Tolstoi ve la verdad demasiado como ley y concede a sus propios Diarios una especie de omnipotencia. Mediante la lectura de sus primeros Diarios, que abundan en verdades penosas, pero sobrevaloradas, sobre sí mismo, pretende educar a su mujer, que entonces tiene dieciocho años, y guiarla hacia sus propias leyes, todavía vacilantes. El choque que de esta manera le provoca se hará sentir durante cincuenta años.
Tolstoi es de aquellos que nunca dejan escapar una observación, un pensamiento o una vivencia: todo permanece extrañamente consciente. Es espontáneo en sus antipatías y repulsas; ingenuo en su aferrarse a costumbres e ideas tradicionales. Su fuerza radica en no dejarse persuadir: para llegar a nuevas convicciones necesita experiencias personales intensas. Su práctica de rendirse cuentas según el modelo de Franklin, con la que empieza muy pronto, tendría algo ridículo si todo en ella no se repitiera con una obstinación tan aterradora.

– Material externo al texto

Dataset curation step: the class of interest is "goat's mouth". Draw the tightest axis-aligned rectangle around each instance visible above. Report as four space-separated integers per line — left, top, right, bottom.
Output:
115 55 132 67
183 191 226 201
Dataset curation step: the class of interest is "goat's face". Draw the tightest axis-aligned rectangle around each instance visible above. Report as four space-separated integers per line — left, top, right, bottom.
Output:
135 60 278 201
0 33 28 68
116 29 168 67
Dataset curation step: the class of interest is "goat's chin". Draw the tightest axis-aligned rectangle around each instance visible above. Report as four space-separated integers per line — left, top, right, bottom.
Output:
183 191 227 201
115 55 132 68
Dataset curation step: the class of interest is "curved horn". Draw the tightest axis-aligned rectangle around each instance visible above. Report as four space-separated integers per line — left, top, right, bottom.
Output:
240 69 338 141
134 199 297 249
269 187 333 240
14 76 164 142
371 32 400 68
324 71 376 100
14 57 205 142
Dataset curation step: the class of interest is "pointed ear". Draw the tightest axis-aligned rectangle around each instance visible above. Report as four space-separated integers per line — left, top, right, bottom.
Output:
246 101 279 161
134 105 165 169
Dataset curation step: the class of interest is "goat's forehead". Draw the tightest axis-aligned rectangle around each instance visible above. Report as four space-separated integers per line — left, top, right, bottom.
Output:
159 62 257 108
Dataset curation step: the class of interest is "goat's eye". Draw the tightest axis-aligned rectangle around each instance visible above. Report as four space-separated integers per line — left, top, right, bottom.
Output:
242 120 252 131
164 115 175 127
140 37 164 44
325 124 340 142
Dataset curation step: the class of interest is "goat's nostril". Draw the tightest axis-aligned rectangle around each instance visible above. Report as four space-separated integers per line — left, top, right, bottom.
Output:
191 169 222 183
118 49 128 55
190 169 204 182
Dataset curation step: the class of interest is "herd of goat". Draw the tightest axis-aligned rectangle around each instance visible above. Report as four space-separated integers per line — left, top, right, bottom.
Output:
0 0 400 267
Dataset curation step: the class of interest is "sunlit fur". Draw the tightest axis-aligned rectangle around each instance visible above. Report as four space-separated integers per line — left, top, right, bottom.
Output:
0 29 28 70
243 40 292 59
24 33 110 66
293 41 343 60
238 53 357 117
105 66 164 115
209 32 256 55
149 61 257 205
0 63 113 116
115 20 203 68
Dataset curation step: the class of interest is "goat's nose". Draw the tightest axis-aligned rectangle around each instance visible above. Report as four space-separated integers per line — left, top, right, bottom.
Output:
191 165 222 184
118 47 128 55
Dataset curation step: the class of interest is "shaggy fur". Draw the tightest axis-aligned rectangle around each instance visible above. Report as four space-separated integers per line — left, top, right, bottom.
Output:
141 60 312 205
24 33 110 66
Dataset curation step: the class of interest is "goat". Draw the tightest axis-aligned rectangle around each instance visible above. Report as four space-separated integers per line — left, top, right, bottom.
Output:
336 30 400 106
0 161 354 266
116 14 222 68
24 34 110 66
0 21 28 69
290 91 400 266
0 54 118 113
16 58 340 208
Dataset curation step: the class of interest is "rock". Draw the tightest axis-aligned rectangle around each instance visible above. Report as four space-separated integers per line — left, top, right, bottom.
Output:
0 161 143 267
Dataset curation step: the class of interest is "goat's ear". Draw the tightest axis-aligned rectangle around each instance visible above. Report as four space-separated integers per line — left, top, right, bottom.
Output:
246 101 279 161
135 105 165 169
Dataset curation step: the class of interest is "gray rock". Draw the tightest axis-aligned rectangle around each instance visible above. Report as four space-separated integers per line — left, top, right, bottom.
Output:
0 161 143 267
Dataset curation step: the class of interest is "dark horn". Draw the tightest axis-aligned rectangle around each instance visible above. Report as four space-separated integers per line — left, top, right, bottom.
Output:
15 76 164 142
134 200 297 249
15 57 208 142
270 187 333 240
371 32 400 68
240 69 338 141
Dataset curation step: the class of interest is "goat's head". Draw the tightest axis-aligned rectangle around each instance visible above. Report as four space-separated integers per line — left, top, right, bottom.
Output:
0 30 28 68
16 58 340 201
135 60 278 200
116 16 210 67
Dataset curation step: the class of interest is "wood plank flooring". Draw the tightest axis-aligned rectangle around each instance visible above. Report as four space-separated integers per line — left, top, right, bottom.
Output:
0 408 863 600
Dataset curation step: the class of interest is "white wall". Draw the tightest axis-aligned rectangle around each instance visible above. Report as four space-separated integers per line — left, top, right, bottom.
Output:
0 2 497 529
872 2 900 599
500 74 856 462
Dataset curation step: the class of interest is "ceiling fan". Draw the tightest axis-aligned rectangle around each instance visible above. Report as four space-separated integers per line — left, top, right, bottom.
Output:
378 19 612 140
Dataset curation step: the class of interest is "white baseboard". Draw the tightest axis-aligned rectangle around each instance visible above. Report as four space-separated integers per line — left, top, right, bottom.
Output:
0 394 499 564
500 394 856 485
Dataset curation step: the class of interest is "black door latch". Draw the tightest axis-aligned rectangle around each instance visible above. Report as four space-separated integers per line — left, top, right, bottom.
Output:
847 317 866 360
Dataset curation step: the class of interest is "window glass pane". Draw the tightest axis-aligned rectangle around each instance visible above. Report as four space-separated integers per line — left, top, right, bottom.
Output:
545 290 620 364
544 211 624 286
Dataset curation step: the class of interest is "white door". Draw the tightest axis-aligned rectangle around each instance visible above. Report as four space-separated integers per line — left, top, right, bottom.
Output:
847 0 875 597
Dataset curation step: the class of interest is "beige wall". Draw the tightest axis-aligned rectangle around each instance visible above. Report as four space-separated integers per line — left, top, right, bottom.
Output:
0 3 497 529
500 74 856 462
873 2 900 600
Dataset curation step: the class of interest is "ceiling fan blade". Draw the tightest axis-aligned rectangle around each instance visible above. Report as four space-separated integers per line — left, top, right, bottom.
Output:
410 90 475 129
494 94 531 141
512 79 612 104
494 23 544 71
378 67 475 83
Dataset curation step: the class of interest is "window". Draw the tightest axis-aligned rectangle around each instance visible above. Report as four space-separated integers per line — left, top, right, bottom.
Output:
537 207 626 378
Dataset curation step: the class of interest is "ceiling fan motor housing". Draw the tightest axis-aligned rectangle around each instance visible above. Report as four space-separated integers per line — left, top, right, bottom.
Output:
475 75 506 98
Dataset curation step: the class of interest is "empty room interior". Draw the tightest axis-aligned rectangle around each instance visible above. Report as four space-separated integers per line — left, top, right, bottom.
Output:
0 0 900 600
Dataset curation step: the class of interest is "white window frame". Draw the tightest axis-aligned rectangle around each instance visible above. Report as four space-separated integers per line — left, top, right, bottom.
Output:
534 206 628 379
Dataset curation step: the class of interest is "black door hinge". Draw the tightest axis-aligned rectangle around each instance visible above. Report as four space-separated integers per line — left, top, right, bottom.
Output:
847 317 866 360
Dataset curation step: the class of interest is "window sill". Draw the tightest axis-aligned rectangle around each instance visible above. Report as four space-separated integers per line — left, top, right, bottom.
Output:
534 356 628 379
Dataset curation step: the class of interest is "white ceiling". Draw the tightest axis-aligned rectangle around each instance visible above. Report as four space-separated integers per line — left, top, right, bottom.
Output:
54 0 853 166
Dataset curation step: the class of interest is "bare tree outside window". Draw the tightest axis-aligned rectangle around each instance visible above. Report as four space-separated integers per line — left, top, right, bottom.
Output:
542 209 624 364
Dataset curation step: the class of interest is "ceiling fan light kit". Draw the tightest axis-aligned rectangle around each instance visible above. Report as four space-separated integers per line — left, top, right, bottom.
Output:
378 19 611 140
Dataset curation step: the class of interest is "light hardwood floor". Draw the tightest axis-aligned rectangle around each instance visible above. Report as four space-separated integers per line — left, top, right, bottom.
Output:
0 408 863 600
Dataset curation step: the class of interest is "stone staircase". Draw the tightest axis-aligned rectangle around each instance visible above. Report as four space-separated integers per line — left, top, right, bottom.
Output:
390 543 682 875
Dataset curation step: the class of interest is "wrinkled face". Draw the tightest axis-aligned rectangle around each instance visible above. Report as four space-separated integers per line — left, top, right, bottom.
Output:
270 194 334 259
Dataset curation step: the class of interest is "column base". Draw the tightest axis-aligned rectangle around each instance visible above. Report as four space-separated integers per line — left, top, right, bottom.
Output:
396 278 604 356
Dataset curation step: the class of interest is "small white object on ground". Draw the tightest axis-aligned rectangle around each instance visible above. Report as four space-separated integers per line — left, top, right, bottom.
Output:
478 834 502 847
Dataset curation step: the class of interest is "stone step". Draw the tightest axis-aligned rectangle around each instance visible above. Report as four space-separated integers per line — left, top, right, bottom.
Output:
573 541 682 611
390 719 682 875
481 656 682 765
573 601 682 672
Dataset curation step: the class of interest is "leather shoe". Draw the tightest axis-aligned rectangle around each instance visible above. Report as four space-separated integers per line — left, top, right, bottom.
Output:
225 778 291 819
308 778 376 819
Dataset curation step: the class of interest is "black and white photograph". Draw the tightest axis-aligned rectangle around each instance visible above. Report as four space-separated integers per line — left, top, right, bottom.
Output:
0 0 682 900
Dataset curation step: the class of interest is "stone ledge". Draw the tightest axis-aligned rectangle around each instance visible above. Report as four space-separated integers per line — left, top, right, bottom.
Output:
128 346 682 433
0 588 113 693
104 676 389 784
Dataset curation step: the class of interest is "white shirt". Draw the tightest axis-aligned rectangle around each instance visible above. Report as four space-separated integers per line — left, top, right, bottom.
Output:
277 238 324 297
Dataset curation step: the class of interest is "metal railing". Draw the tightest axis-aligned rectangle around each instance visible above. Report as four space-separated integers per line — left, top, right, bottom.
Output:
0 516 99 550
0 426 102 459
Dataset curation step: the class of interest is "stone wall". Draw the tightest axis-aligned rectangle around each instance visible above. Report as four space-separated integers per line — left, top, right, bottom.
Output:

Sin embargo, hay declaraciones suyas, fascinantes, que compensan mucho de lo que nos dice en los Diarios: así, por ejemplo, en una carta a su esposa incorpora totalmente a su existencia la guerra ruso-turca de 1877-1878: "Mientras dure, no podré escribir. Es como si la ciudad ardiera. Uno no sabe qué hacer. Imposible pensar en otra cosa."
La evolución religiosa del Tolstoi tardío se halla bajo el signo de un imperativo inevitable. Lo que él mismo considera una decisión libre de su espíritu está determinado por una equiparación terrible: con Cristo. Pero su alegría, cualquier trabajo en el campo y ese predominio de las actividades manuales en él, tienen muy poco en común con Cristo.
En vez de un Cristo es más bien un hacendado regresivo, un patrón que vuelve a convertirse en campesino. Para reparar todo cuanto los amos han cometido, se sirve de los Evangelios. Cristo es su muleta. Lo que persigue es reconvertirse, a título plenamente personal, en campesino. No le interesa el derecho, sino la existencia del campesino, a la que no podría llegarse a través de la violencia. Pero también le importa ser Obras completas como campesino.
Su familia, que obstaculiza esta transformación, acaba por resultarle molesta. Su esposa se casó con el conde y el escritor; del campesino no quiere saber nada. Lo rodea con sus ocho hijos vivos, que no son, ni de lejos, hijos de un campesino.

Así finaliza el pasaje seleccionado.